How would you backup 15TB of data to multiple drives?

I have about 15TB of data across several RAID6 arrays, and it's been growing at a rate of about 10%. I want a cheap solution to back up this data at regular intervals and bring offsite. So I purchased five 3TB drives, hoping to just back them up using a eSATA drive dock. Ideally, I wanted to load up 3TBs at a time, and keep popping in drives until I was done.

However, the filesystems I'm backing up have deep and complex folder structures, so that would rule out doing a folder by folder backup especially as I plan on doing this every few weeks. Incremental backups would be ideal, and I just keep adding drives as needed. However, I wasn't able to find an affordable solution to this (Roxio Retrospect is too pricey).

Does anybody have any suggestions?

Thanks


Solution 1:

Assuming you're using linux, you could probably create a single drive volume with greyhole then load them up, and let it take care of the complexity. However this wouldn't work unless you could load up the whole set of drives at once.

There's also applications that split folders of files files into known sizes - dirsplit comes to mind. I have no idea how they'd work with multiple swappable drives tho.

Solution 2:

Don't try to roll your own backups - there are great software packages out there that have already solved this problem and solved it well. I'm a big fan of Amanda and Bacula.

You should be looking into a proper backup solution; if you can buy a tape drive or library, do so if you actually care about the data you're backing up.

If you get a single drive, go with Amanda.
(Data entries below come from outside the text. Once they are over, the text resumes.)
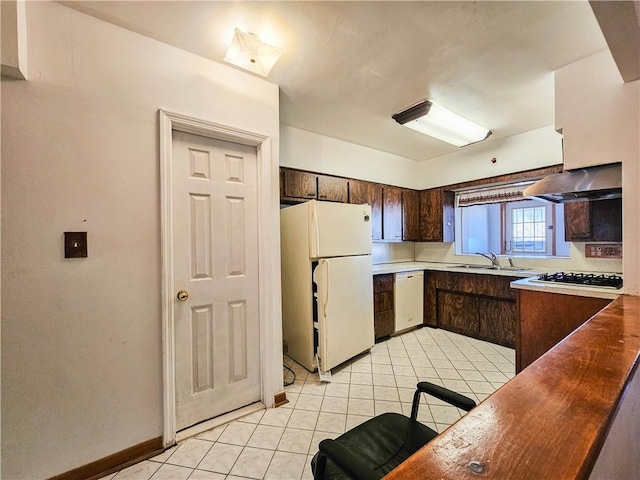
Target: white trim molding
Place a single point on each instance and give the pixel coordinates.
(170, 122)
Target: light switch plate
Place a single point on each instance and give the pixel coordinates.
(75, 244)
(603, 250)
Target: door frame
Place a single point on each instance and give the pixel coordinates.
(170, 122)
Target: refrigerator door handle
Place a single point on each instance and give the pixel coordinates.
(314, 233)
(325, 281)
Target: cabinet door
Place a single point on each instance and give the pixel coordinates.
(458, 313)
(392, 213)
(436, 215)
(598, 220)
(371, 193)
(333, 189)
(606, 220)
(429, 299)
(411, 215)
(577, 221)
(497, 321)
(383, 324)
(298, 184)
(383, 313)
(458, 282)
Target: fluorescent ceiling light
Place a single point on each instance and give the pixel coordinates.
(247, 51)
(438, 122)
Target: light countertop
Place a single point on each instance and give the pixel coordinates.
(527, 283)
(450, 267)
(568, 289)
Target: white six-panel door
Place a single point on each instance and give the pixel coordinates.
(215, 238)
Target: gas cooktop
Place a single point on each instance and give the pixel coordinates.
(605, 280)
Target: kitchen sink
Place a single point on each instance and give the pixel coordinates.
(511, 269)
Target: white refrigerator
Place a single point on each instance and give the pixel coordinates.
(327, 283)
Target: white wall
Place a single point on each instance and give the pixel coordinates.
(318, 153)
(81, 338)
(529, 150)
(14, 38)
(310, 151)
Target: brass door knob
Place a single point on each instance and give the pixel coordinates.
(183, 295)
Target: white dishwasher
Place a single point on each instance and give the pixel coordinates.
(408, 302)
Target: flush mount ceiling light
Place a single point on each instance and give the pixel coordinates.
(435, 121)
(249, 52)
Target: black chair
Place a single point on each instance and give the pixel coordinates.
(374, 448)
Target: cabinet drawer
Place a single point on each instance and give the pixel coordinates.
(383, 283)
(382, 301)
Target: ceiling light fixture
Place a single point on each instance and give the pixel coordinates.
(247, 51)
(438, 122)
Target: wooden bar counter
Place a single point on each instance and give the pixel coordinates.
(572, 414)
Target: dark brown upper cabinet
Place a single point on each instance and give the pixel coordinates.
(410, 215)
(297, 185)
(437, 215)
(361, 192)
(595, 221)
(333, 189)
(392, 213)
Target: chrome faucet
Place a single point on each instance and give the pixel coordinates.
(490, 256)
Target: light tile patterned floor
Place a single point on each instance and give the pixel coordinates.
(279, 443)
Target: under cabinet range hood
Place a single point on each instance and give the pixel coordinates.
(594, 183)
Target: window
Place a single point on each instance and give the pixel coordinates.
(500, 220)
(528, 228)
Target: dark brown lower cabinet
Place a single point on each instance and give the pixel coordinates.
(544, 319)
(496, 321)
(479, 306)
(383, 313)
(458, 313)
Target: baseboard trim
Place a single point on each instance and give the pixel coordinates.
(115, 462)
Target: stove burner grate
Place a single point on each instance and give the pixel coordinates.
(591, 279)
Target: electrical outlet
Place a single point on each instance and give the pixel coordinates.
(603, 250)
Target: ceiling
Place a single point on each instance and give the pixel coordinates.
(347, 67)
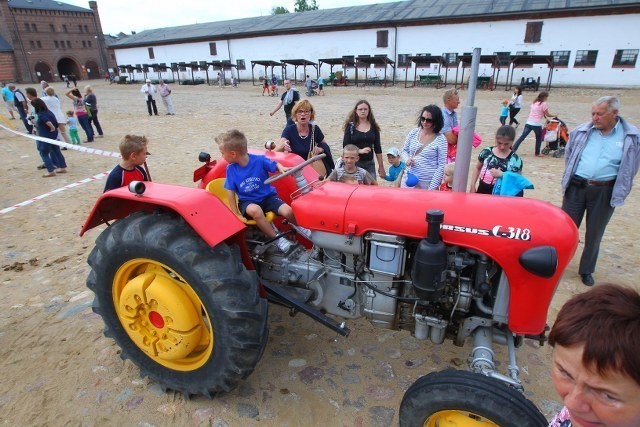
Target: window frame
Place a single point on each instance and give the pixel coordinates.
(582, 55)
(560, 55)
(382, 38)
(533, 32)
(620, 53)
(504, 58)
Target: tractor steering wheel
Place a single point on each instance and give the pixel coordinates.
(294, 169)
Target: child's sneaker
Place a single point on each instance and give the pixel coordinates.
(284, 245)
(305, 231)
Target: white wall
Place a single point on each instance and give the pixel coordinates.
(606, 34)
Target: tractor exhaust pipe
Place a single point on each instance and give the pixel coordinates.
(430, 260)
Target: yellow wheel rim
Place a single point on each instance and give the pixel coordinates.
(162, 314)
(457, 419)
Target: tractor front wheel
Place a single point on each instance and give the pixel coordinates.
(188, 315)
(466, 399)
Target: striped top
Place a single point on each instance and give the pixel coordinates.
(429, 164)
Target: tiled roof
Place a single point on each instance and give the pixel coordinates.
(384, 14)
(46, 5)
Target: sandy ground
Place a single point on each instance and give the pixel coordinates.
(57, 367)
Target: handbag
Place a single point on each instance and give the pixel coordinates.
(318, 165)
(397, 183)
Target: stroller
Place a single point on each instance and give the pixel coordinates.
(556, 135)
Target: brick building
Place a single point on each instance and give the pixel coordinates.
(46, 39)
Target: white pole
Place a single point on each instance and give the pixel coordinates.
(467, 128)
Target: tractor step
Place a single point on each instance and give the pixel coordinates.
(283, 295)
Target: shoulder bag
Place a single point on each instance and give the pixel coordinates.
(318, 165)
If you get a library, go with Bacula.

If you insist on sticking with your eSATA hard drive backup process, I'd suggest using Amanda and using the hard drives as 'tapes' from Amanda's point of view.

Solution 3:

With that much data, you should really look at Nexenta, The URL is for the free community edition that will handle up to 18 TB but they do commercial ones that handle much, much more. The nice thing about Nexenta is that you do not need RAID controllers, therefore they are cheaper, and you can use any collection of drives, i.e. they don't need to be a matched set.

But the main benefit of Nexenta is the deduplication and compression in the ZFS filesystem. Depending on what you are storing, it may take quit a bit less raw drive space, which also saves you money. Then you either take the whole system offsite, or you build it with external SATA cables in the first place and just unplug the drives. ZFS knows which drive is which so you do not need to keep track of the cables that they were plugged into. No need to buy a case for all the drives, just make up a nice plastic storage box with some conductive foam dividers for moving the drives.

And if you are not sure how this will all work, get a couple of USB hubs, and a dozen thumbdrives, and set up Nexenta with that. Then you can see in practice how the ZFS RAID works, and how it recognizes the drives by content, not by connection.